Examination of the mummy jars both during Emery’s work and that of the 1990s, showed that often several birds were indeed placed in a single jar. Other abuses dealing with the food of the ibises are also recorded in the texts and one must wonder, against this background, about the practice of burying incomplete birds of prey. How such falcons were obtained is still a matter of research, some may have been found dead and brought to the temples, others may have been deliberately caught. The killing of a sacred animal may seem unlikely, but it is known from the cat cemetery that many had their necks broken, and we must imagine that not all the millions of ibises can have died of natural causes.

Catacomb catastrophe

As well as work on the temple terrace and in the Falcon Catacomb, we also returned to the North Ibis Catacomb. In the 1990s many metres of sand now covered the original entrance to the monument. However, my colleague Ken Fraser recalled that it was possible to enter via a rock-cut tomb on the north side of the escarpment, and this provided our entry. Once inside, we reeled at the condition of the catacomb.

A large area, the meeting point of several axial tunnels through the site, had clearly been a popular place for early travellers from at least the 18th century AD. At some point, it had been set on fire. The intense heat from the combustion of animal mummies, which are sometimes covered in highly flammable resin, had both fired areas of brickwork in situ, and de-hydrated bands of calcite running through the soft rock. As the calcite re-hydrated, it expanded and caused large areas of the roof and walls to collapse. Despite the perilous state of the monument, we were able to explore the site, making measurements of some of the vessels and supplementing Fraser’s original map. Given more time and better lighting than was available in 1971, we even located several unknown areas of the catacomb and so extended the plan.

Our exploration also revealed a new and formerly unknown burial rite. We found two galleries containing ibis birds buried without their usual pottery jars. In one of the galleries I saw the trail of footprints left by a tomb robber in the deposit of fragile mummies. I was clearly only the second person to enter this catacomb in modern times. Yet the material was a conundrum: what do these un-potted birds represent? Were they buried at some specific period of the monument’s use, perhaps near its beginning or end? Were they simply a cheaper form of mummification open to poorer pilgrims?
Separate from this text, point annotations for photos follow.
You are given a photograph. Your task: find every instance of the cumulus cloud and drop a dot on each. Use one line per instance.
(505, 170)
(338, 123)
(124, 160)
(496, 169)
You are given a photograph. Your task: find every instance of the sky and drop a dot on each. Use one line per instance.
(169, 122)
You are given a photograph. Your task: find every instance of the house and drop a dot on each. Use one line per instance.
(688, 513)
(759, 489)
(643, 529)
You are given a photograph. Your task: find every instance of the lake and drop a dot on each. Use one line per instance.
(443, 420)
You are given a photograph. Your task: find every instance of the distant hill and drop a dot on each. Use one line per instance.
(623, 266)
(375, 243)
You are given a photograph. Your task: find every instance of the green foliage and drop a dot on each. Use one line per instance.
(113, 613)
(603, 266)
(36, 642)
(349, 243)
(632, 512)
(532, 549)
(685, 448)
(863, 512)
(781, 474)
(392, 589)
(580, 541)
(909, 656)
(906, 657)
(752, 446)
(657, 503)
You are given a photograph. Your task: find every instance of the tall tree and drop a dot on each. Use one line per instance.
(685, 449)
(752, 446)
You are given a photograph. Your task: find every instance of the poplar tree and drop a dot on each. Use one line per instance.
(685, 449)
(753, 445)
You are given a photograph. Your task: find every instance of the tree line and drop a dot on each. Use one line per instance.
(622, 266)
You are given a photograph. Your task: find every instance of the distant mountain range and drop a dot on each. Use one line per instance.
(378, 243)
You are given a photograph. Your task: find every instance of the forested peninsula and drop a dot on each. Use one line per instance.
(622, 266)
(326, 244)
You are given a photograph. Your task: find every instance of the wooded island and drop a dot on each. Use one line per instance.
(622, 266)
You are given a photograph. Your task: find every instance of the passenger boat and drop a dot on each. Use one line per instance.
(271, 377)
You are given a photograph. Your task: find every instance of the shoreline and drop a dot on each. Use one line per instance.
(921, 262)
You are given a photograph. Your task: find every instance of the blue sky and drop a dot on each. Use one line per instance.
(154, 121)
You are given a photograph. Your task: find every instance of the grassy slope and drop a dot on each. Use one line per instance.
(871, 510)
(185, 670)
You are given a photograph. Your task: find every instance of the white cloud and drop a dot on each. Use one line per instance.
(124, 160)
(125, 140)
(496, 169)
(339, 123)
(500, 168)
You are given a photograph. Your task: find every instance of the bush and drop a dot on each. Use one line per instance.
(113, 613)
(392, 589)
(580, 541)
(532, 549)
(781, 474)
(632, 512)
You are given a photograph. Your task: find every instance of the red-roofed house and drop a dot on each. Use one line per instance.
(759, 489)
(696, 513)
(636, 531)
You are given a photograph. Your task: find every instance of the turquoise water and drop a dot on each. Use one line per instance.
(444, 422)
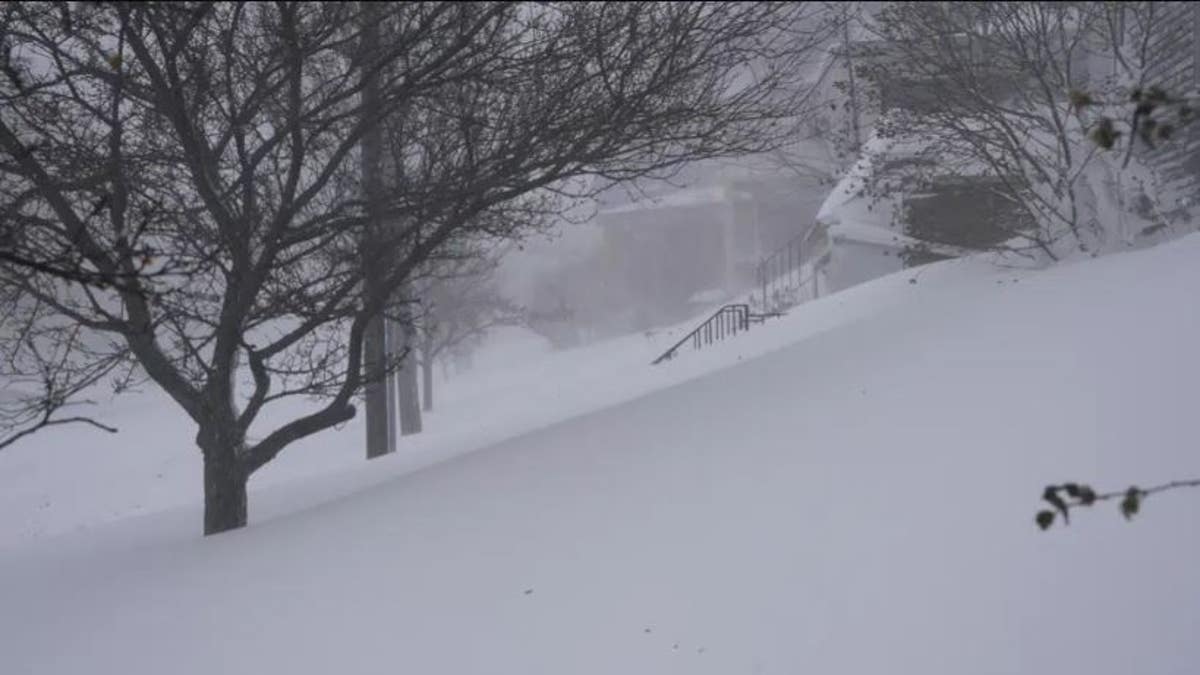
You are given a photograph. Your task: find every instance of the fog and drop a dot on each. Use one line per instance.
(483, 338)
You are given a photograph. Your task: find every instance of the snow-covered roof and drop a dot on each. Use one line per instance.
(865, 233)
(690, 197)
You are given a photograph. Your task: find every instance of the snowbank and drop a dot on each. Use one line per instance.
(847, 489)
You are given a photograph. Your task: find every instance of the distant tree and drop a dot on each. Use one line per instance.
(984, 89)
(459, 309)
(220, 144)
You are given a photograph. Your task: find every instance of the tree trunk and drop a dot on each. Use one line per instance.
(375, 344)
(408, 392)
(427, 372)
(225, 491)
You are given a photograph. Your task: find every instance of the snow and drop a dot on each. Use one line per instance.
(689, 197)
(885, 237)
(846, 489)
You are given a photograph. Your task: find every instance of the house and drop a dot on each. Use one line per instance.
(670, 256)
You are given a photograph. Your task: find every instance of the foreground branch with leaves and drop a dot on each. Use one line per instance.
(1069, 496)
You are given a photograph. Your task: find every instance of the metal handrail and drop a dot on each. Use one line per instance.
(725, 322)
(784, 267)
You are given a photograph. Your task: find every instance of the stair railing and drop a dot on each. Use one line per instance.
(725, 322)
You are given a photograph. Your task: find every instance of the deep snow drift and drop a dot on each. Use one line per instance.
(847, 489)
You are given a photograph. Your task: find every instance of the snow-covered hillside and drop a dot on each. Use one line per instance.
(847, 489)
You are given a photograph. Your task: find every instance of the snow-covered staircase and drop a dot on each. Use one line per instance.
(725, 322)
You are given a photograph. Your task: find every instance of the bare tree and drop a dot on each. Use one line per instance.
(994, 90)
(223, 139)
(460, 306)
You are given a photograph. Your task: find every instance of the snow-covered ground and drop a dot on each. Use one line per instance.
(846, 489)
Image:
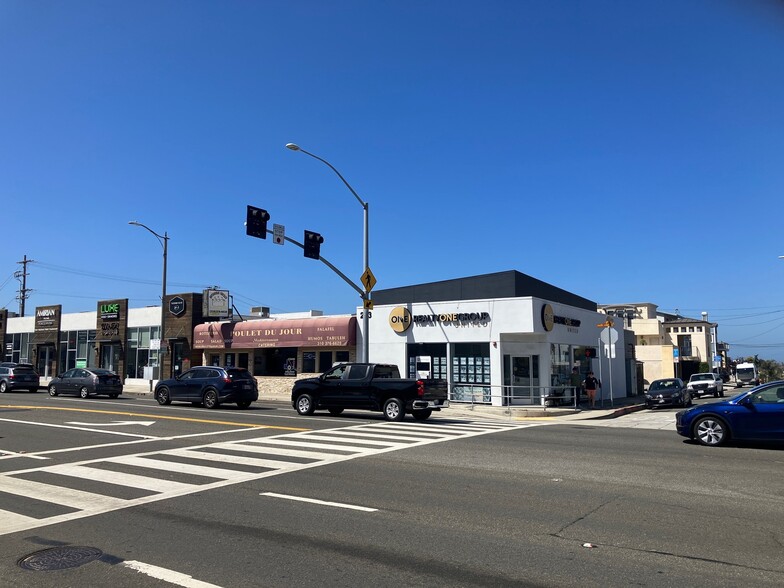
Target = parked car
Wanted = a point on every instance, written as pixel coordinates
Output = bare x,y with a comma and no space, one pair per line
210,386
707,383
18,376
86,381
754,415
667,392
369,386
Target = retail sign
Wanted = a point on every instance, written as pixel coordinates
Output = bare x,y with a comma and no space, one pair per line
110,312
452,318
177,306
217,302
550,319
400,319
47,318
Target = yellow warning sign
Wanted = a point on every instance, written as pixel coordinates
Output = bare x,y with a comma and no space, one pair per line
368,280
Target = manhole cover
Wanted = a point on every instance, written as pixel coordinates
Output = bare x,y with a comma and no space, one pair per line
59,558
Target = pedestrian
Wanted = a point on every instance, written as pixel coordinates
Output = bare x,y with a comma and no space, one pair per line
591,384
575,382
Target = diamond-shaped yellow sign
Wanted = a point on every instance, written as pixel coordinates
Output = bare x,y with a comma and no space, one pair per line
368,280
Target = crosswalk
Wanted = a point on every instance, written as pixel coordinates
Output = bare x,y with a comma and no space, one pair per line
54,494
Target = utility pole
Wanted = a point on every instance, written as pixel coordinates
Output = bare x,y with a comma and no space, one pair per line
21,275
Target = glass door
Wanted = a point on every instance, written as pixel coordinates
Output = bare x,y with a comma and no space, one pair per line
110,356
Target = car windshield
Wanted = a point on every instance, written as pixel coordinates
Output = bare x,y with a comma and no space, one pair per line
239,374
701,377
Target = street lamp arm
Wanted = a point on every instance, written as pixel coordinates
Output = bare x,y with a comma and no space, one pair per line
329,265
160,238
294,147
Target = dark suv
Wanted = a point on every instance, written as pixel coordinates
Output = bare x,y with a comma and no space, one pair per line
210,386
18,376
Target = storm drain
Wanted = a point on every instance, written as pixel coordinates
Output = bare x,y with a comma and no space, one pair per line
59,558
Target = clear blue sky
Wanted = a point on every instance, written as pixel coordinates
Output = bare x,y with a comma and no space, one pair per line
626,151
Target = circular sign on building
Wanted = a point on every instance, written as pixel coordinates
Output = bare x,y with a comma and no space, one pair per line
400,319
177,305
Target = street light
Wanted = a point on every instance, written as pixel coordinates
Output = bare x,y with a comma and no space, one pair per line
164,241
365,257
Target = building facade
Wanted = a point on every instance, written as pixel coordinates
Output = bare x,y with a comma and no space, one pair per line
500,339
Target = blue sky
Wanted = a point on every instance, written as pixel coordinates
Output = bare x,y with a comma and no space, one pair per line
625,151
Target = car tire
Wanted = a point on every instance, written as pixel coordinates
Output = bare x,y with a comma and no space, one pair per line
422,415
710,431
163,396
305,404
394,410
210,399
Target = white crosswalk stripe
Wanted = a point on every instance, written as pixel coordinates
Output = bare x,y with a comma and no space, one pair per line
218,464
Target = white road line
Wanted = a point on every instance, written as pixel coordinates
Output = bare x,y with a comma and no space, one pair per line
170,576
121,479
180,468
8,518
322,502
78,429
238,459
78,499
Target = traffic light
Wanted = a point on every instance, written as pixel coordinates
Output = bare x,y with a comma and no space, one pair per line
256,222
312,244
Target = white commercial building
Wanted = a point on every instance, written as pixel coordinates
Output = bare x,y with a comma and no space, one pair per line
500,339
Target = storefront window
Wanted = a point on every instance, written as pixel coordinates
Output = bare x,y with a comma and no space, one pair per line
77,349
18,348
560,365
138,354
471,372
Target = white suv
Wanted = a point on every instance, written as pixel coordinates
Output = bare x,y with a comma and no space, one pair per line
705,384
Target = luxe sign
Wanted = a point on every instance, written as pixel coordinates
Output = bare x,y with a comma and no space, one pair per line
110,312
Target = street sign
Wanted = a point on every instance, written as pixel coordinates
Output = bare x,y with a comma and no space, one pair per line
278,234
368,280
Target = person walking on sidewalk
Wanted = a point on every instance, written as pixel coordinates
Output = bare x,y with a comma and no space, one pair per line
575,382
591,384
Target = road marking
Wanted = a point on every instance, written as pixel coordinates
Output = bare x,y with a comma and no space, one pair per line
170,576
234,466
55,426
322,502
153,416
113,423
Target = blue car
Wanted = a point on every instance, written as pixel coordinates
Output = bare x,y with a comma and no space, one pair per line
754,415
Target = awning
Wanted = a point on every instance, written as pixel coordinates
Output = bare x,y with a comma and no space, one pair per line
257,334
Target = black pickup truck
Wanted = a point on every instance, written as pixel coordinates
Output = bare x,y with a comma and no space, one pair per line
369,386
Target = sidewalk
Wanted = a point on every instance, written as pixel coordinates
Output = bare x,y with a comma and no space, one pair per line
619,407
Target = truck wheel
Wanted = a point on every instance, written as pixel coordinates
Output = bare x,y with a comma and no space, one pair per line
305,404
394,410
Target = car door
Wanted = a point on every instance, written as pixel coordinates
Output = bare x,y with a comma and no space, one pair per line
68,385
331,386
763,417
178,387
354,390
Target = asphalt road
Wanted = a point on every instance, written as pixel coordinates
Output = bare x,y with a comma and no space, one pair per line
183,496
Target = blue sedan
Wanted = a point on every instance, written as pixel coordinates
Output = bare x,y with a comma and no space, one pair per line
755,415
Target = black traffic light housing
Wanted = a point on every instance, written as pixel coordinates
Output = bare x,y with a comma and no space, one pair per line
312,244
256,222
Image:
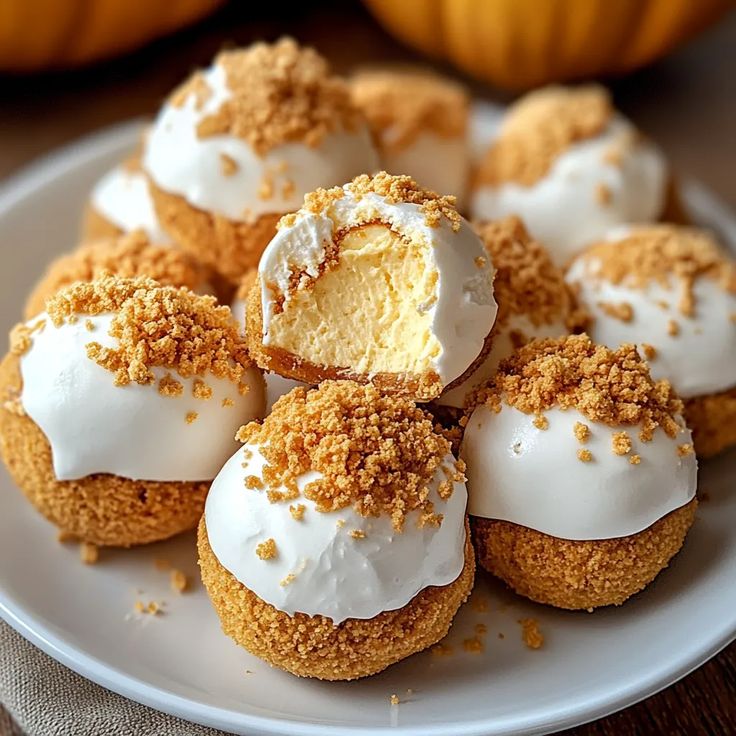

We know from the Archive of Hor that birds were buried annually en masse and presumably in only one gallery at a time. That being so, the un-potted birds might represent a lean period for the cult. It may, of course, simply be that we are placing too much reliance on textual evidence and the un-potted burials were simply not recorded in the surviving written evidence. What we do know is that these birds, just like some of the examples in pots, were wrapped in linen and then, it seems, coated with some kind of resin which has left them black and friable. Where the bandages have deteriorated, it is obvious that the parcels contain complete ibis birds.

While Emery’s work at Saqqara has almost been forgotten by the public, and though his quest for the tomb of Imhotep still remains unfulfilled, it is thanks to his early quest that we now have a much greater understanding of the animal cults at Saqqara.

Emery’s contribution, combined with our new work for the EES – from the dubious activities of the priests to the possible new rite of the Ibis cult – is casting new light on the workings of the animal cults and the secret lives of those who served them.